Who knows how low I can go with the basic dampers? and still get an acceptable ride quality
Thanks in advance


----------



## laymil (Apr 30, 2004)

I think you'll find that the sentra doesn't exactly have an abundance of suspension travel - this limits the amount of lowering you'll be able to do while "maintaining ride quality". With the Tein Basic setup, I believe you'll be able to go about 1.5" lower than stock ride height and maintain the stock suspension travel. Ride quality will change, as you're dealing with stiffer springs and dampers.

The reason you'll be able to lower it that much is due to the shortened strut body of the Teins. You may want to look into custom strut mounts, I don't know if Motivational Engineering is still manufacturing theirs - that could get you a bit lower.

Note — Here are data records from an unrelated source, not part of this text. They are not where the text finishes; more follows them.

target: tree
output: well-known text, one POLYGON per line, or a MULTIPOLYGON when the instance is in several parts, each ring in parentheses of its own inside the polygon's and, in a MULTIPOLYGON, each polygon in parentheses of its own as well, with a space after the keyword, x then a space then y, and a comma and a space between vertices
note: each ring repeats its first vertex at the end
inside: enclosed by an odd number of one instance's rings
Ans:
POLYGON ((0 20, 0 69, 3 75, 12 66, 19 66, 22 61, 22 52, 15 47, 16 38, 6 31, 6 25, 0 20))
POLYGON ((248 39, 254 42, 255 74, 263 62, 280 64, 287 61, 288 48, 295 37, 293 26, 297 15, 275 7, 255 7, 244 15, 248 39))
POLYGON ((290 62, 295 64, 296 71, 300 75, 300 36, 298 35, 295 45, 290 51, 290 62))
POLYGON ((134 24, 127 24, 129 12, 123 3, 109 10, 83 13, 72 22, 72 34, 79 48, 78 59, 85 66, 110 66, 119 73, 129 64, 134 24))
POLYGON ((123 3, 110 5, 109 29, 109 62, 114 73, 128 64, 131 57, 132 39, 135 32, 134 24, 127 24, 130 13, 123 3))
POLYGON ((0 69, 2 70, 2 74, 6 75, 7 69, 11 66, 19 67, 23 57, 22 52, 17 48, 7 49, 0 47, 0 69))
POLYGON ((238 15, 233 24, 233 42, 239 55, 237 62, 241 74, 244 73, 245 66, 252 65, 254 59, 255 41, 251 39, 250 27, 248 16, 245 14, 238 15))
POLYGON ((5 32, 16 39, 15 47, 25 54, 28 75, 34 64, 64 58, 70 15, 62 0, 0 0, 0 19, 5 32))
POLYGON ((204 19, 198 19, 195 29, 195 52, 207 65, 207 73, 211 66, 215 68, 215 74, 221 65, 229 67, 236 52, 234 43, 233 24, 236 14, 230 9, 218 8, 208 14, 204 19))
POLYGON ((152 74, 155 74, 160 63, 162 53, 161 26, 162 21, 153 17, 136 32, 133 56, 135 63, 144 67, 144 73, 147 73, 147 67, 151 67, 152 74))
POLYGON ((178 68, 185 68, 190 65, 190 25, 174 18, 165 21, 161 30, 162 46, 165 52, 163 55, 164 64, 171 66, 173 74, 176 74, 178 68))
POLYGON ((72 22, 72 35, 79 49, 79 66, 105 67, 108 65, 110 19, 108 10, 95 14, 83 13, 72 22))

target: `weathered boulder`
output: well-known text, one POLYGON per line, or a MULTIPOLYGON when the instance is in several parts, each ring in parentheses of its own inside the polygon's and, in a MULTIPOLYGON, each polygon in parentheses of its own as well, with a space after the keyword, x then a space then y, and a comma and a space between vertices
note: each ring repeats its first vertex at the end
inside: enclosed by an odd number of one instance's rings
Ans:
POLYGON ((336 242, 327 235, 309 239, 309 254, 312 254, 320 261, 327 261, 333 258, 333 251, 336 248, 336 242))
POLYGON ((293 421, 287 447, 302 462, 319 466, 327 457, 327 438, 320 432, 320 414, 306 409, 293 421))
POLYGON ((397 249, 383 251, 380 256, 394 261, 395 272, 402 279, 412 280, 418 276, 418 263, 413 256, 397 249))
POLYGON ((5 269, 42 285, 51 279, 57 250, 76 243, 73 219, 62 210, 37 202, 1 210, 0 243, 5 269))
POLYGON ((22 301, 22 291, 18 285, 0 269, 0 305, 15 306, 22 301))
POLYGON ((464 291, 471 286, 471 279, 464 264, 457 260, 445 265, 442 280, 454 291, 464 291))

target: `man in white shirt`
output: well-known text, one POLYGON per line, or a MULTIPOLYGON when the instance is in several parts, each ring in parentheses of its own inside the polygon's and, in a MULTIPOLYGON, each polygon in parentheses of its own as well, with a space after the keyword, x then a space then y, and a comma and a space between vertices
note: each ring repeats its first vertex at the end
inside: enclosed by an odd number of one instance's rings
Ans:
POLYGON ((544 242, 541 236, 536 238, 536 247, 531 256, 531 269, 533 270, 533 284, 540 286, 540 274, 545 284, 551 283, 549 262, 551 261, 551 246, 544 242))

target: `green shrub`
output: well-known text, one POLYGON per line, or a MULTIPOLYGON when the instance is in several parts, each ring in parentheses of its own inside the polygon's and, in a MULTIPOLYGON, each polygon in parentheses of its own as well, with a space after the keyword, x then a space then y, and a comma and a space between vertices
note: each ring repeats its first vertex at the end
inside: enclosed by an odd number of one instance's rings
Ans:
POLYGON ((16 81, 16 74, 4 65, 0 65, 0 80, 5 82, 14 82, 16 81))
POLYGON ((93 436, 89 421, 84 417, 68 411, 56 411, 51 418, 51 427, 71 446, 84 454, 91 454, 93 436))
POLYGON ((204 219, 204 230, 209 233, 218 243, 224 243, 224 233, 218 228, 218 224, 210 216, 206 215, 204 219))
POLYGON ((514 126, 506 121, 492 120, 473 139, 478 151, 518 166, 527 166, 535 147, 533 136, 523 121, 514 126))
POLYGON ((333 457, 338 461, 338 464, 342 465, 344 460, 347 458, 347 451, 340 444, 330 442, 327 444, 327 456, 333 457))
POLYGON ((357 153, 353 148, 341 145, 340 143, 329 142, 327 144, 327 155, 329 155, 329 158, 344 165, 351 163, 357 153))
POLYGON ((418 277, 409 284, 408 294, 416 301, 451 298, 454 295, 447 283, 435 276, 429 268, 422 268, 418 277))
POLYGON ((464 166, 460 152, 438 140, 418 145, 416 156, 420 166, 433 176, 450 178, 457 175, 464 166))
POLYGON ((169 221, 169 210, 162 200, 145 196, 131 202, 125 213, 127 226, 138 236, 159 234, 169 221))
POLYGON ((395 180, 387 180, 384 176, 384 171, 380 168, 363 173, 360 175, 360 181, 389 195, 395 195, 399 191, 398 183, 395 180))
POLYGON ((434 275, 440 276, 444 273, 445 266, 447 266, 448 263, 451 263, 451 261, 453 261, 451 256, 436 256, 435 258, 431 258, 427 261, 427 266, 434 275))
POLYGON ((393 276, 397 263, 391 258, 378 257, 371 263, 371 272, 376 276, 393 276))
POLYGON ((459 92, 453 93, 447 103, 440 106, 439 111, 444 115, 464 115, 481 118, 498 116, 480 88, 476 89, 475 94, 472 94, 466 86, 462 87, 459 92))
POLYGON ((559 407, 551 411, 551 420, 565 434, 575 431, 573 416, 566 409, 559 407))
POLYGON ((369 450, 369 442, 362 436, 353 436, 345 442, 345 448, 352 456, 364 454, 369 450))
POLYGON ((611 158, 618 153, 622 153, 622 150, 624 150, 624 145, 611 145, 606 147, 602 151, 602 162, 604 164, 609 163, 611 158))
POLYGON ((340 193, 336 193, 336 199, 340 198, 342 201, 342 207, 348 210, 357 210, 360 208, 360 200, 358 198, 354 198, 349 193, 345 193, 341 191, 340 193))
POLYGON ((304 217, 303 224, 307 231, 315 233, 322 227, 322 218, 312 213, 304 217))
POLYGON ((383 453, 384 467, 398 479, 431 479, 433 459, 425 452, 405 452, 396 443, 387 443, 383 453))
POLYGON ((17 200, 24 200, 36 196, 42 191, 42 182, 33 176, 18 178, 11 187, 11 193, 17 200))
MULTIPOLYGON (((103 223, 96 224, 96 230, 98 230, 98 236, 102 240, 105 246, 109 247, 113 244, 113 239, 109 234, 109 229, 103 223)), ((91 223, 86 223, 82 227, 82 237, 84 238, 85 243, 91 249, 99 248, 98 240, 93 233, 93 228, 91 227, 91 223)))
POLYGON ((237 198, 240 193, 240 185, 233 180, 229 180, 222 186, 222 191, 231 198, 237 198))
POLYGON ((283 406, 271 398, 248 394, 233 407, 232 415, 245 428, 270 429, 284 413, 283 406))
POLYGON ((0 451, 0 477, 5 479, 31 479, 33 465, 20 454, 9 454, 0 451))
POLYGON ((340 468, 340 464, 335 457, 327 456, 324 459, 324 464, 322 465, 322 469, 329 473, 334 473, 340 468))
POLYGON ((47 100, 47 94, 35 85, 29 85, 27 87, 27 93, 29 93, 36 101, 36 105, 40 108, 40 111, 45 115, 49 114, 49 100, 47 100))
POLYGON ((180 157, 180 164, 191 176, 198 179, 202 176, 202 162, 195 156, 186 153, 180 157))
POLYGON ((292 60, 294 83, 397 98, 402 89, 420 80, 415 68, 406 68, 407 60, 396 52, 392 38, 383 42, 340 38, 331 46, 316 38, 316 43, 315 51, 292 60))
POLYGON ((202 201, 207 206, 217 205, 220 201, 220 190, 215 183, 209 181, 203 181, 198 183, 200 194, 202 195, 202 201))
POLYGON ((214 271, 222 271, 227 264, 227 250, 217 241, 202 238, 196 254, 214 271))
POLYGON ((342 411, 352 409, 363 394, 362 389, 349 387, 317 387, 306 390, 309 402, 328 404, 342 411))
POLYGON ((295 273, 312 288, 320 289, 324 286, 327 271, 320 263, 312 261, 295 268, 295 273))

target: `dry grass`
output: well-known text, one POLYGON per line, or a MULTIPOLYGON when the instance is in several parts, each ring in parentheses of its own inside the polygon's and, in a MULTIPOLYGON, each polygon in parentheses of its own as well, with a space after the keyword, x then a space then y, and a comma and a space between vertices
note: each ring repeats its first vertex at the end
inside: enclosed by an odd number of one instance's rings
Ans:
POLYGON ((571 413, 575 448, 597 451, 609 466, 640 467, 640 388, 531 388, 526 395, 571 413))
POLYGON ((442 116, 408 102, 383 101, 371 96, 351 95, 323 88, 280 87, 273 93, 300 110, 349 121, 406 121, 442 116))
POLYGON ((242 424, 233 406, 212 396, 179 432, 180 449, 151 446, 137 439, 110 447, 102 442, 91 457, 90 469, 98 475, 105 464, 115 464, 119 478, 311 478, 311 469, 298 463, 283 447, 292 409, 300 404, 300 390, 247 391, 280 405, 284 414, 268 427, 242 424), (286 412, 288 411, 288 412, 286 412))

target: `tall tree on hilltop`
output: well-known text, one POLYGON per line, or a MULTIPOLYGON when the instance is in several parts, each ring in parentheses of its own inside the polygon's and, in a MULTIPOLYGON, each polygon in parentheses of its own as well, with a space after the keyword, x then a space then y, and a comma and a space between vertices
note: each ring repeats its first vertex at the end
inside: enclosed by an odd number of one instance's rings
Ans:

If all you're interested in is that "slammed" look, you probably should have bought a different car. Best of luck.


----------



## JayL1967 (Apr 30, 2002)

Thanks....


----------



## 7875 (Apr 3, 2003)

IIRC, my basics are set at around 1.8" lower than the stock ride height. I've tried several different settings and found this to be the best. You may also want to look into a set of camber bolts. Make sure we see some pics when they're installed.


----------



## wickedsr20 (Aug 8, 2002)

You can take it down anywhere from about 1.5 - 2 inches and still be able to keep the ride quality acceptable with the basics. Having been in a Sentra with the basics set for a 2" drop, it rode very well.


----------



## JayL1967 (Apr 30, 2002)

Here my drop


----------



## 7875 (Apr 3, 2003)

^That rims looks nice and snug in there....perfect! :thumbup:



How do you like the ride quality?


----------



## JayL1967 (Apr 30, 2002)

irontom said:


> ^That rims looks nice and snug in there....perfect! :thumbup:
> 
> 
> 
> How do you like the ride quality?


Is OK ....no complaint


----------



## jeffinbham (Nov 1, 2003)

i've got my wheels tucked front and back, guessing about 2.25 all around, and it rides pretty rough, probably as rough as my previous setup (gr2 with sprints). only difference is the fact that the basics don't bounce as much. i am raising the height tomorrow.. if that tells you anything.


----------